Optimizing IT Communications
Tesco modernized its IT force and organized around a Service-Oriented Architecture (SOA) to drive big improvements in IT communications and incident notifications
Read The Case Study
Highlights
98% acknowledgment rate
27-day implementation
MTTR reduced to <3 min
Driving service through better IT communications
For global retailer Tesco, service is a key attribute. In addition to 7,800 stores (including franchises) in 11 markets, the company maintains an extensive online presence, reaching millions of shoppers each week.
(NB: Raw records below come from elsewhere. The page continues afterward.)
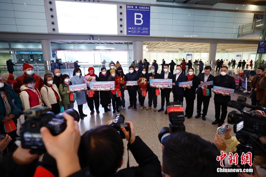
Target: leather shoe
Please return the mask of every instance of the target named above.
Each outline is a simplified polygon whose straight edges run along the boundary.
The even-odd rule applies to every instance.
[[[217,121],[216,121],[216,120],[211,122],[211,124],[212,124],[213,125],[215,125],[215,124],[218,124],[219,123],[219,122],[217,122]]]

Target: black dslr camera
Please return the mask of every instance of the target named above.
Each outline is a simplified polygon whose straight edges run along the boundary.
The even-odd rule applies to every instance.
[[[266,108],[260,106],[249,104],[246,103],[246,100],[245,97],[239,96],[237,101],[232,100],[227,104],[229,106],[237,109],[241,113],[239,114],[236,111],[231,111],[228,113],[227,120],[229,123],[234,124],[234,132],[240,143],[237,149],[239,162],[242,152],[251,152],[252,161],[254,155],[266,157],[266,146],[263,145],[258,139],[261,136],[266,136],[266,116],[256,114],[255,111],[244,110],[247,107],[266,112]],[[252,168],[247,164],[240,165],[242,169]]]
[[[184,125],[185,121],[184,109],[181,102],[174,102],[168,103],[166,105],[166,110],[169,117],[169,127],[162,128],[158,135],[159,140],[162,144],[164,138],[170,133],[178,131],[186,131],[186,127]]]
[[[55,115],[49,110],[47,107],[41,107],[24,112],[24,115],[27,118],[20,128],[21,141],[23,148],[37,150],[37,152],[45,150],[40,132],[42,127],[47,127],[54,136],[61,133],[65,129],[66,121],[62,113]],[[71,116],[75,120],[79,120],[78,113],[74,109],[69,109],[63,112]]]
[[[124,127],[126,129],[126,130],[128,132],[130,130],[129,124],[127,123],[124,123],[124,122],[125,117],[123,114],[118,114],[116,116],[116,118],[113,122],[109,124],[109,125],[112,127],[114,127],[116,129],[117,132],[121,135],[123,139],[126,138],[125,137],[125,134],[121,130],[120,127],[122,126]]]

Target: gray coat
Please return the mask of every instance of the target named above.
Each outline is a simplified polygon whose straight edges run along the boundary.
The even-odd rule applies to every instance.
[[[71,78],[70,80],[72,83],[71,85],[81,84],[85,83],[84,82],[84,77],[83,76],[80,76],[80,77],[74,76]],[[77,104],[78,105],[83,104],[87,103],[85,91],[82,90],[79,92],[76,91],[75,92],[75,93],[77,94]]]

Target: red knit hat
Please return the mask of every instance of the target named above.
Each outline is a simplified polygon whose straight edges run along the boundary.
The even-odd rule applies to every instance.
[[[92,70],[93,70],[93,71],[94,71],[94,68],[93,68],[93,67],[90,67],[89,68],[89,69],[88,69],[88,71],[89,72],[90,71]]]
[[[23,65],[23,70],[25,70],[29,68],[33,68],[33,66],[31,65],[28,64],[27,63],[25,63]]]

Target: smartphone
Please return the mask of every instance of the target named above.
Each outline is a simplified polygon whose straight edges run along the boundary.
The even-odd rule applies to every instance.
[[[224,133],[225,133],[227,131],[227,128],[228,127],[228,124],[227,124],[218,127],[217,128],[217,133],[218,134],[220,135],[223,134]]]
[[[5,134],[0,134],[0,141],[2,141],[5,138]]]

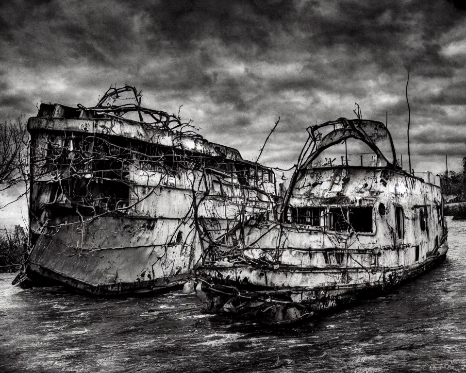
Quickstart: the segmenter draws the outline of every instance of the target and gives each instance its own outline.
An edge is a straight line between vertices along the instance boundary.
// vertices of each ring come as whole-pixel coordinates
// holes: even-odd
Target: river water
[[[448,222],[438,268],[287,329],[203,314],[193,295],[102,299],[0,274],[0,372],[466,372],[466,221]]]

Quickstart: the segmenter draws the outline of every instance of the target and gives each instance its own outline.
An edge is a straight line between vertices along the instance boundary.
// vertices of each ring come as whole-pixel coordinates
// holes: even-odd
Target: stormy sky
[[[305,128],[385,121],[416,171],[466,155],[466,11],[460,1],[9,1],[0,5],[0,119],[40,102],[92,106],[111,85],[191,119],[246,159],[289,167]]]

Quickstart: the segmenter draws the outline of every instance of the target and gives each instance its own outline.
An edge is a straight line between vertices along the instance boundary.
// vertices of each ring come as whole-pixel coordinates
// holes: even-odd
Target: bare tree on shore
[[[15,201],[29,190],[29,142],[22,118],[0,123],[0,192],[15,186],[24,186],[23,191],[20,192]],[[5,205],[0,203],[0,208]]]

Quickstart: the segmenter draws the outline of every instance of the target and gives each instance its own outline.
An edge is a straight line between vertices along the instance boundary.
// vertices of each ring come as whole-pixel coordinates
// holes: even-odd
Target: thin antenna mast
[[[408,83],[409,83],[409,71],[411,67],[408,69],[408,80],[406,81],[406,102],[408,103],[408,160],[409,163],[409,172],[412,172],[411,169],[411,153],[409,151],[409,125],[411,119],[411,111],[409,108],[409,101],[408,101]]]

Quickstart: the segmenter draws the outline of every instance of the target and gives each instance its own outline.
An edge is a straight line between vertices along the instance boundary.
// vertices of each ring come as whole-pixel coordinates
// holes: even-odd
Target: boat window
[[[425,207],[421,207],[419,210],[419,221],[421,225],[421,230],[426,230],[427,220],[427,209]]]
[[[291,222],[318,227],[320,225],[322,209],[319,207],[289,207]]]
[[[379,213],[383,216],[385,215],[385,205],[382,202],[379,203]]]
[[[333,231],[348,231],[348,209],[347,207],[331,207],[329,210],[329,229]]]
[[[404,238],[404,214],[401,206],[395,206],[397,220],[397,235],[399,239]]]
[[[350,224],[355,232],[368,233],[372,231],[371,206],[350,207],[349,218]]]

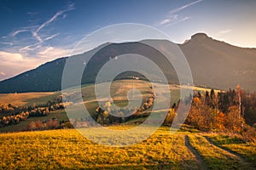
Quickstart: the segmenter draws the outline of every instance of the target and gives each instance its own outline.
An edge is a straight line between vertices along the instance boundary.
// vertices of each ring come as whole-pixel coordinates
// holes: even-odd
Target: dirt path
[[[185,135],[185,145],[194,154],[198,162],[198,168],[201,170],[207,169],[204,165],[203,158],[198,153],[198,151],[190,144],[189,138]]]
Determined to bring a world-class ITSM organization to its customers, Tesco improved its IT force and organized around a Service-Oriented Architecture (SOA). This fundamental change in the service organization required an equally dramatic improvement in its notifications to follow issues from discovery through resolution. Today Tesco’s service metrics show that it is delivering on its promise.
Challenges
The IT department manages 26,000 tickets per week from distributed operation centers in nine different countries, so tracking the effectiveness of teams and individuals had been a challenge. Notification processes globally were inconsistent, meaning slower response times to issues affecting customers.
Solution
The team looked at how they could be more agile, structuring themselves into 30 Product and Service teams (Tesco’s term for service groups) who owned the design, development and run of their systems. Under this new SOA, each technologist can subscribe to relevant notifications in an a la carte service. Workers are more collaborative, responsive, and efficient. They can also unsubscribe from notifications that aren’t relevant. More targeted alerts alleviate alert fatigue and add efficiencies, improving service. Implementing the new intelligent communications platform was pretty painless – Tesco implemented the xMatters IT Management system globally in just 27 days
Benefits
IT service employees were cross-trained on newly standardized information, so each rep could resolve any issue and provide a consistent experience. Using the new architecture and the new communication platform, Tesco saw improvement almost immediately, particularly amongst it’s most notified teams:
- The call acknowledgment rate exceeding 98%
- Average time to respond of less than 3 minutes
- Dropped tickets are a thing of the past
- Improved collaboration between teams
- Subscriptions have reduced alert fatigue
Today Tesco has a more consistent digital work environment, enabling better measurement and a consistent set of analytics,. “We changed the way we communicate to technology and the business, allowing people to subscribe to what they care about. And it’s driving accountability and better results,” Ainscough says. In a short time, Tesco has produced an entirely new architecture for IT with new roles, systems and expectations. The result is greater efficiencies, happier customers, and more growth opportunities for the future.